I was working as what they used to call, in the mid-’80s, a “gallery monkey.” It was me and the guys hanging the shows. I was the receptionist. I was young, 21 years old, naive, just out of college. People would come into the gallery—it wasn’t just the ad salesman and then-publisher at Artforum, although he was one of the worst—it was collectors, curators, artists, I could go down the list. I don’t want to name names, but there were big artists who would come in and make comments, or invite me out for a drink.

Collectors, too. They’d come in the galleries, look around, and they’d say, “Ah, I’m really interested in buying this—let’s go next door and have a glass of wine, and talk about art.” That’s why the Landesman thing and the [Harvey] Weinstein thing made me crazy. They’d use my interest in art to get me in a situation where I understood that they have power and money, and I’m just a receptionist, and I need the job. I’m making minimum wage, barely, and trying to save up for grad school.

I met Knight when he came into the gallery. It was across from the Museum of Contemporary Art in Chicago, so anytime there was something happening at the MCA, people would come across the street and they would look around the gallery, and I was paid to show them around and talk about the exhibition we had on. I think I met him at one of the openings, and he came in maybe the next day. It was super, super, creepy, because I’m being friendly—that’s my job. But then he asks me where I live, and what’s my address, and what’s my personal phone number, and could he come over. At that point, I’m just out of college, I live with my parents in this suburb of Chicago. And he said, “I’ll come out there and we can go out.” I mean, really so aggressive.
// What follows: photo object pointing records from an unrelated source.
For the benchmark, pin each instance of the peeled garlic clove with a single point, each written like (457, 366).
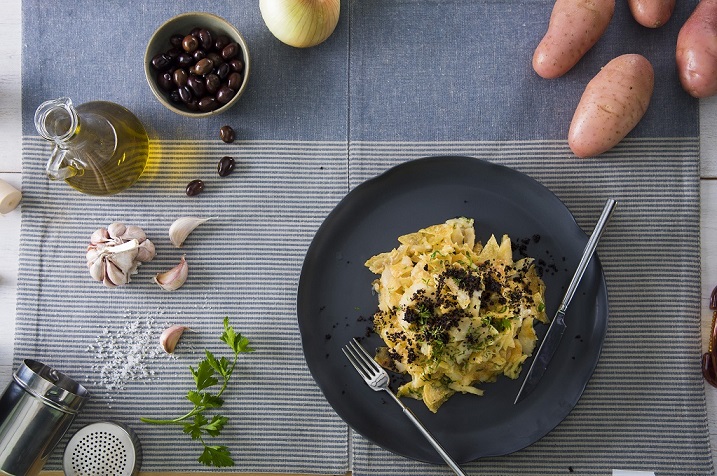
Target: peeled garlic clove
(182, 227)
(115, 274)
(99, 236)
(174, 278)
(116, 230)
(169, 338)
(133, 232)
(146, 251)
(97, 270)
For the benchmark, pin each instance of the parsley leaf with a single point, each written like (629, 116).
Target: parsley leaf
(217, 456)
(210, 373)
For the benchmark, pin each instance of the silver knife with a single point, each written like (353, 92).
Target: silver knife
(551, 341)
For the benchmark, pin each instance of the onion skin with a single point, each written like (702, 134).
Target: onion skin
(696, 53)
(651, 13)
(300, 23)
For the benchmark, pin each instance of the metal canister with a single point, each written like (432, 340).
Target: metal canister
(36, 410)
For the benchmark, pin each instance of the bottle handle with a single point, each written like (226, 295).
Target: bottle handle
(61, 165)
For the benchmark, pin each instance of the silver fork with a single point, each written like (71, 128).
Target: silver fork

He wanted to go back in the store room and see what we had in there. And that’s normal, collectors may want to buy something that’s not showing, so we take them back and show them the other works we have. The feeling was very aggressive, he was kind of insinuating about some of the things I was showing him. There was an undertone of sexual aggression. And that’s the real tricky thing about this whole story—these guys prey on young women who are naive. If I’m nice to them, and talking to them, then they think, “Okay, this is a potential relationship, or whatever.” Sexual harassment doesn’t need to be physical, it can be verbal. Journalists, writers, actors are particularly good at using their words. [Ed. note: Landesman did not respond to a request for comment.]

In the art world, you have openings, and you go and you have a glass of wine or champagne, and if you’re young and generally nice-looking, it pulls all these guys in. It’s a whole culture. And also because in the art world it’s more sexually free; a lot of artists talk about sexuality, bodies, nudes, in their work, so automatically there’s a sort of undertone, an unspoken thing, that anyone who’s involved in the art world is more sexually free. So if you’re a woman in that climate, it’s more dangerous.
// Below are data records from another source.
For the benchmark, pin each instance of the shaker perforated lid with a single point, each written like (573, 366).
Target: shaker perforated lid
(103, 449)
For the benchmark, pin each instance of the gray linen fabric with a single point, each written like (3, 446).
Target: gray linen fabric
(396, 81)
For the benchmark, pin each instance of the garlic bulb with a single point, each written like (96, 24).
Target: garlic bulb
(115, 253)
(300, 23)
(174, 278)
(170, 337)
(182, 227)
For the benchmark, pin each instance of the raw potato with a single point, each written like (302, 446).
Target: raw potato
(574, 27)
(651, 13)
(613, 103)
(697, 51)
The owner of the gallery, she was a woman, but she was old school, so for her that was normal. She didn’t want to talk about those kinds of things, she didn’t want to talk about my personal life at all, she was of the attitude: Do your job, look pretty, and shut up. There’s that famous French expression, “sois belle et tais-toi.” Just do your job.

I used to wear kind of low-cut dresses, but I stopped doing that after a certain point because I just somehow needed to look more masculine, or gender-neutral, let’s say, to not attract this kind of attention. When I was younger, I was tall and thin, and I have large breasts. On a thin frame, large breasts immediately attract attention. Instead of wearing my dresses, I just wore suits.

[Reading about the Landesman allegations] was horrible. It brought back all the memories I had buried. These are the kind of experiences you bury, and you try to just go on. But when you hear other women coming out, and saying the same thing, that’s when you say, “Oh my gosh, so it wasn’t just me.” And also, I didn’t do anything wrong. Because I thought maybe it was my fault, maybe I had made him think I was interested, which is what we tend to do as women, especially in a harassment situation. “Oh, it was my fault because I was wearing this dress that was a little bit too low-cut, or a little bit snug, or I smiled a bit too much so maybe he got the wrong idea.”

Now everyone’s buzzing about it, but tomorrow they’ll be buzzing about something else. Our job is to keep it alive. This is ongoing, it’s been going on since my professional career began in the ’80s, and it’s still going on. We have to keep this alive and keep the voices of these people alive, to shame these guys out of behaving this way, if they have any shame. That’s the only problem. Because a lot of them don’t. They don’t even know what shame is. They can do whatever they want, because they have power.